He smiled up at her.

“This is what you deserve,” he said.

She closed her eyes, and he saw her smile as his hands ran over her body.

He stood up and began unbuttoning his shirt.

“My job,” she said.

She worked her way down the buttons, her tongue running a line down his chest.

“Luke Bellingham,” she whispered. “The cutest boy in the school. And this morning he’s mine.”

“Blair Clemens,” Luke said. “The mystery girl. And I get to discover her mystery.”

She had worked off his pants and pressed herself up against him, reaching around to hold him tight.

“You are the mystery,” she told him. “What brought you to me?”

“I need you,” he said; without understanding his own words, he somehow knew they were true. He felt something inside him opening up, something that had been tightly closed for a long time.

He lay down on the bed with her, their bodies wrapped around each other, their tongues and hands exploring every inch of skin.

When they made love, it was long and slow and sweet, and Luke saw that she had tears in her eyes.

“I could love you,” he whispered when they were done, lying in each other’s arms, breathing each other in.

Luke drove home after breakfast and a shower and a walk around the neighborhood with Sweetpea. He left Sweetpea with Blair.

“Can I come to your restaurant?” he had asked.

“Yes,” she said, pleased. “You might have to give a few autographs.
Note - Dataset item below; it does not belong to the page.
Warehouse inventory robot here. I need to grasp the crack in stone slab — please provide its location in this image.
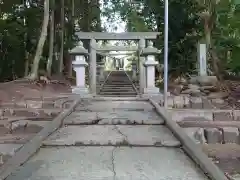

One of the waiters knows your movies.”

“No autographs,” he said. “This would be your show. I’d love to watch you work.”

“You can’t do that,” she said. “Daniel would die if anyone entered his kitchen. But I will feed you. I will fatten you up for tomorrow morning so we can work it all off again.”

“I can come back tomorrow morning?”

“If you eat well tonight.”

He drove home smiling. He had used her shampoo—peach—and felt like he was taking her smell home with him.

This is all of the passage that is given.